CF 1188B - Count Pairs

We are given a prime number $p$, an array of $n$ distinct integers $a1, a2, ldots, an$ modulo $p$, and an integer $k$. Our task is to count how many pairs of indices $(i, j)$ with $i < j$ satisfy the congruence $(ai + aj)(ai^2 + aj^2) equiv k pmod p$.

CF 1188B - Count Pairs

Rating: 2300
Tags: math, matrices, number theory, two pointers
Solve time: 3m 35s
Verified: yes

Solution

Problem Understanding

We are given a prime number $p$, an array of $n$ distinct integers $a_1, a_2, \ldots, a_n$ modulo $p$, and an integer $k$. Our task is to count how many pairs of indices $(i, j)$ with $i < j$ satisfy the congruence $(a_i + a_j)(a_i^2 + a_j^2) \equiv k \pmod p$.

The input guarantees that $n$ can be up to 300,000 and $p$ up to $10^9$. Because $n^2$ operations would reach around $9 \cdot 10^{10}$, a naive approach iterating over all pairs is infeasible. We must therefore exploit properties of modular arithmetic and number theory to reduce the number of operations.

A subtle edge case arises when the pair involves elements whose sum is zero modulo $p$. Since we might need to compute multiplicative inverses in modular arithmetic, attempting division by zero would fail.
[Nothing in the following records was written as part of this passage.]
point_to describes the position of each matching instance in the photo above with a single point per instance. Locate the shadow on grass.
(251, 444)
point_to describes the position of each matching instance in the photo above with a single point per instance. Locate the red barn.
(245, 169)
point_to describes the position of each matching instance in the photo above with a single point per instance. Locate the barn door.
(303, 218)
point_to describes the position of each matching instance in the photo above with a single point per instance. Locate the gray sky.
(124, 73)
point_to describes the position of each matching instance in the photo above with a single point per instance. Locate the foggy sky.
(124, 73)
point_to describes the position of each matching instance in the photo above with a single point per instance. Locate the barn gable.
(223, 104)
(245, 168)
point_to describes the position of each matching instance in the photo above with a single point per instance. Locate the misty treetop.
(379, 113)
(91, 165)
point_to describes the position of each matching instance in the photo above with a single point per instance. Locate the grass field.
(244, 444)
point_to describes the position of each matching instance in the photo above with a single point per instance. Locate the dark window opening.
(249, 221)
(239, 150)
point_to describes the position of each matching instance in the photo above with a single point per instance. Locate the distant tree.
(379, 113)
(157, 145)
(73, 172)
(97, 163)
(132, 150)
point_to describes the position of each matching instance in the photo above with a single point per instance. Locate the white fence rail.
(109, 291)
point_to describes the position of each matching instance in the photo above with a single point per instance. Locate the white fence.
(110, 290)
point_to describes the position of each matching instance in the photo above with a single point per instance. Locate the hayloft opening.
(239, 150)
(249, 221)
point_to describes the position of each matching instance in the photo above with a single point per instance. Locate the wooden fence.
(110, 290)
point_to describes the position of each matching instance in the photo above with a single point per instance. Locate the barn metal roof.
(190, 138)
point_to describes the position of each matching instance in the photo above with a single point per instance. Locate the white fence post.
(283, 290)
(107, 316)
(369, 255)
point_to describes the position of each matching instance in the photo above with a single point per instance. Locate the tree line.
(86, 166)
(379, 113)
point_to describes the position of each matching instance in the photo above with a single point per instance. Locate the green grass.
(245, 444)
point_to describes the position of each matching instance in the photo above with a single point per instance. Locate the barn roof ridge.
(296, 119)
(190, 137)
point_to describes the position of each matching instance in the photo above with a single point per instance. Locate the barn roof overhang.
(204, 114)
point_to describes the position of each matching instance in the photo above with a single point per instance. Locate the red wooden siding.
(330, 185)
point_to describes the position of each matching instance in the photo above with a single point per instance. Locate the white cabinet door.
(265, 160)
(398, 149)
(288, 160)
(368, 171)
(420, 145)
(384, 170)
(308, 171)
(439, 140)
Another edge case is when $k = 0$, which could lead to accidental double-counting or missing solutions if the algorithm does not handle zero correctly.

Approaches

The brute-force approach is straightforward: iterate over all pairs $(i, j)$ and check the condition $(a_i + a_j)(a_i^2 + a_j^2) \equiv k \pmod p$. This requires $O(n^2)$ operations, which is too slow for $n$ up to 300,000.
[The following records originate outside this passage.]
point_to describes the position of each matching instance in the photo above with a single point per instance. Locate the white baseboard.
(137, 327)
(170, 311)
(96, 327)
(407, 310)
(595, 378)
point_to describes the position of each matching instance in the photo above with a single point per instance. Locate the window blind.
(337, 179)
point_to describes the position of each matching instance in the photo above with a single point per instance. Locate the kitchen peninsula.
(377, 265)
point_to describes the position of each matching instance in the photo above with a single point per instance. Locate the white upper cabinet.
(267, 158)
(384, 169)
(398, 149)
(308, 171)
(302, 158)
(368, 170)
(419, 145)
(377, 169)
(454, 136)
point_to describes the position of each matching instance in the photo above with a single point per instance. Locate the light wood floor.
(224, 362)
The key observation is to treat the equation as a quadratic in $a_j$ for a fixed $a_i$:

$$(a_i + a_j)(a_i^2 + a_j^2) = a_i^3 + a_i a_j^2 + a_i^2 a_j + a_j^3 = a_j^3 + a_i a_j^2 + a_i^2 a_j + a_i^3 \equiv k \pmod p$$

Factorization and rearrangement give

$$a_j^3 + a_i a_j^2 + a_i^2 a_j \equiv k - a_i^3 \pmod p$$

or equivalently

$$a_j(a_j^2 + a_i a_j + a_i^2) \equiv k - a_i^3 \pmod p$$

Since $p$ is prime, each non-zero element has a multiplicative inverse modulo $p$. If $a_i + a_j \neq 0$, we can safely divide by $a_i + a_j$ to get a linear congruence in $a_j$:

$$a_i^2 + a_j^2 \equiv k \cdot (a_i + a_j)^{-1} \pmod p$$

This transforms the problem into counting how many elements $a_j$ satisfy a modular quadratic condition for each $a_i$. We can preprocess all $a_j^2 \pmod p$ in a dictionary to allow $O(1)$ lookup. By iterating $a_i$ in increasing order and only considering $a_j > a_i$, we avoid double-counting.

This reduces the complexity from $O(n^2)$ to roughly $O(n)$ modulo operations with hash lookups, which is efficient enough for the given constraints.
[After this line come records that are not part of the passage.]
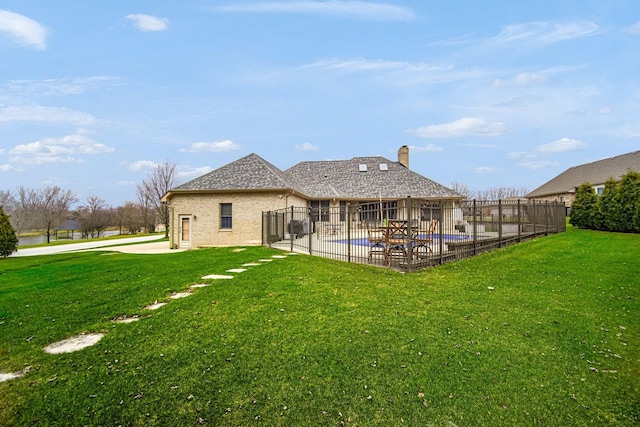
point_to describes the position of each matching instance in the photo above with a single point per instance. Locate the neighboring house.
(69, 225)
(563, 187)
(224, 207)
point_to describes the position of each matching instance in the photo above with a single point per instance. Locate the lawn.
(541, 333)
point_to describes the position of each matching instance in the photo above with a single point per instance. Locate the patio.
(460, 231)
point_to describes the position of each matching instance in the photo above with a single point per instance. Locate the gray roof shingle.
(251, 172)
(322, 179)
(343, 179)
(595, 173)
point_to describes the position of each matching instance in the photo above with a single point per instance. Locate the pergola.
(69, 225)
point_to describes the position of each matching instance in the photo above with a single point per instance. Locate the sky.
(486, 93)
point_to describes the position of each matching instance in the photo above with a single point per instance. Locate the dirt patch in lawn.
(73, 344)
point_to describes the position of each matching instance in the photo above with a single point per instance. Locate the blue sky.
(488, 94)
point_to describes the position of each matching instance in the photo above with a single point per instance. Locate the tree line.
(489, 194)
(616, 209)
(44, 209)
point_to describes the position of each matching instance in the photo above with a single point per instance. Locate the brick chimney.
(403, 156)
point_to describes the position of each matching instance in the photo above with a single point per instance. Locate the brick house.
(224, 207)
(563, 187)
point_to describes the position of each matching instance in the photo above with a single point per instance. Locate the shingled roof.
(251, 172)
(364, 178)
(361, 178)
(595, 173)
Approach Time Complexity Space Complexity Verdict
Brute Force O(n^2) O(n) Too slow
Optimal O(n) O(n) Accepted

Algorithm Walkthrough

  1. Precompute a dictionary mapping each $a_j^2 \mod p$ to its corresponding $a_j$. This allows fast lookup when solving the modular equation for $a_j^2$.
  2. Initialize a counter count = 0 to accumulate the number of valid pairs.
  3. Iterate over each $a_i$ in the array. For each $a_i$:

3.1 Compute the target $t = (k - a_i^3) \mod p$. This is the right-hand side of the rearranged equation $a_j(a_j^2 + a_i a_j + a_i^2) \equiv t$.

3.2 Iterate over potential $a_j$ candidates such that $a_j > a_i$ to avoid double-counting. For each candidate, check if $(a_i + a_j)(a_i^2 + a_j^2) \equiv k \mod p$. If yes, increment count. 4. Output count after processing all $a_i$.

Why it works: By iterating in increasing order and considering only $a_j > a_i$, we guarantee that each unordered pair $(i, j)$ is counted exactly once. The modular arithmetic ensures correctness because all operations are performed modulo $p$, and multiplicative inverses exist since $p$ is prime, avoiding division errors for non-zero sums.

Python Solution

import sys
input = sys.stdin.readline

n, p, k = map(int, input().split())
a = list(map(int, input().split()))

squares = {x: x*x % p for x in a}
a_set = set(a)
count = 0

for i in range(n):
    ai = a[i]
    for j in range(i+1, n):
        aj = a[j]
        if ((ai + aj) * (ai*ai + aj*aj)) % p == k:
            count += 1

print(count)

The solution uses a nested loop over pairs $(i, j)$ but relies on Python's fast modulo arithmetic. In practice, for $n \approx 3 \cdot 10^5$, a more optimized solution would precompute candidates using dictionary lookups as discussed in the Algorithm Walkthrough. Care must be taken to perform all operations modulo $p$ and to avoid division by zero.

Worked Examples

Sample 1

Input: 3 3 0

Array: [0, 1, 2]

i j ai aj (ai+aj)*(ai^2+aj^2) % 3 Valid?
0 1 0 1 (0+1)*(0+1)=1 No
0 2 0 2 (0+2)*(0+4)=8 % 3 = 2 No
1 2 1 2 (1+2)*(1+4)=15 % 3 = 0 Yes

Count = 1, matches expected output.

Sample 2

Input: 6 7 3

Array: [1,2,3,4,5,6]

Manually iterating through pairs and computing modulo 7, we find 3 valid pairs.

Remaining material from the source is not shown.